The Essays: A Selection, Michel De Montaigne, 1580,  translated by M.A. Screech 2004

For more than 40 years I have been scrupulous about not including any title in my Book Journal unless I had actually completed the book, but I am now deviating from that policy.  The reason for this deviation is the superb selection of Montaigne’s essays translated and chosen by M.A. Screech, an Oxford professor.
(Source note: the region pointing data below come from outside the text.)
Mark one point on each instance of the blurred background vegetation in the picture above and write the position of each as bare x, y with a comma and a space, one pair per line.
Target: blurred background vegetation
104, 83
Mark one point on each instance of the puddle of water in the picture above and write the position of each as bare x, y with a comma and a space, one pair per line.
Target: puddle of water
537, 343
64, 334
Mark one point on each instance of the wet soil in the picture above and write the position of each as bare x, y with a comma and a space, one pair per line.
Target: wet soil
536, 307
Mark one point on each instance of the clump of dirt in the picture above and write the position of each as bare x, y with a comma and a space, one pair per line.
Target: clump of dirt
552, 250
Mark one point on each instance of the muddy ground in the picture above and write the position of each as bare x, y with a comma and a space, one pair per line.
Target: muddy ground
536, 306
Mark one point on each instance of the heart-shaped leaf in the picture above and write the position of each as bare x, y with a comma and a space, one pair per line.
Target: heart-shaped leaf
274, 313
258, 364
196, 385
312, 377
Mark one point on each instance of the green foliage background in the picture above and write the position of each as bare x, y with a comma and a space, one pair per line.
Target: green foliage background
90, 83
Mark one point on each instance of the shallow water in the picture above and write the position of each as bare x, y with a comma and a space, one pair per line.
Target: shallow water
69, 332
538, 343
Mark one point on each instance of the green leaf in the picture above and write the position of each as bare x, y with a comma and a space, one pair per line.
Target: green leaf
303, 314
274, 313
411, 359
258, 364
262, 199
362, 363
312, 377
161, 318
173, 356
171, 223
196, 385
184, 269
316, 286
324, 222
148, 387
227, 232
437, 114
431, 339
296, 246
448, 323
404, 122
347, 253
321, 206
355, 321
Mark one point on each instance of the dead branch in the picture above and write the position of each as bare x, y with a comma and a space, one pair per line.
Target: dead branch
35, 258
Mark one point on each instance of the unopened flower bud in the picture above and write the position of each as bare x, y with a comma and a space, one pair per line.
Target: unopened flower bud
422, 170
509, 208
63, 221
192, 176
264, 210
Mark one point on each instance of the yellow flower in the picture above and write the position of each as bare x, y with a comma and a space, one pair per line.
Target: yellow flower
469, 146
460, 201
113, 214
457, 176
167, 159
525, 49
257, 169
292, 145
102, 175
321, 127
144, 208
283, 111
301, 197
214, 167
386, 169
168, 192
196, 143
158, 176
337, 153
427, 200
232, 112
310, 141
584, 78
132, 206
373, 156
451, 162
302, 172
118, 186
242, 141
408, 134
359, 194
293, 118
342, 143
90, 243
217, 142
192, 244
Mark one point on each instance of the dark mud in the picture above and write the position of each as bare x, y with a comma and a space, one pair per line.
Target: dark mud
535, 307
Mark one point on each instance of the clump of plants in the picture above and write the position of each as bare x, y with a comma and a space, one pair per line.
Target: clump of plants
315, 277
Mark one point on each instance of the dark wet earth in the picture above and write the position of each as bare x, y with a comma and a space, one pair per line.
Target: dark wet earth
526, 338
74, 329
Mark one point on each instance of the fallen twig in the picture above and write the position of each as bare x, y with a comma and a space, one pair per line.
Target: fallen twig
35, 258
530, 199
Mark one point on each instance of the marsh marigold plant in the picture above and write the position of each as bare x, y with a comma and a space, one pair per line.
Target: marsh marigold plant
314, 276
My excuse is that Montaigne’s essays run to three volumes and many hundreds of pages and were intended neither to be read in sequence nor all at one time.  I have read the six essays selected by James Wood, Professor at Harvard ,in his course on The Essay.   Since one of them, On Experience, was 66 pages long, I think they qualify for inclusion.  In addition, they’re quite marvelous.  Montaigne lived and wrote in the 16th C., a time of great religious and civil upheaval in France.  After a life of civic engagement, he retired to his tower at the age of 38 where he read, thought, and wrote his Essays.  He is widely credited with inventing this literary form, one which explores a topic (essay is derived from the French word for ‘to try’) from a personal point of view, not feeling responsible for an exhaustive knowledge of the topic or a balanced view of it, but rather as an exercise in ‘trying’ to understand it.  Montaigne spends a fair amount of time on his various bodily functions, but when he gets around to it, his views on dying, death, experience, law, medicine, cruelty, repentance and a slew of other topics are thought-provoking and eerily modern considering they were written 500 years ago.  “I study myself more than any other subject”, Montaigne writes in On Experience, and it is this in depth consideration of his life and how to live it and of his death and how to approach it that makes these essays so beautiful and valuable.  A superb biography of Montaigne, “How to Live,”  was written in 2010 by Sarah Bakewell.  I highly recommend dipping into these essays and reading Bakewell’s book for a view of this quite incredible man and to benefit from his wisdom.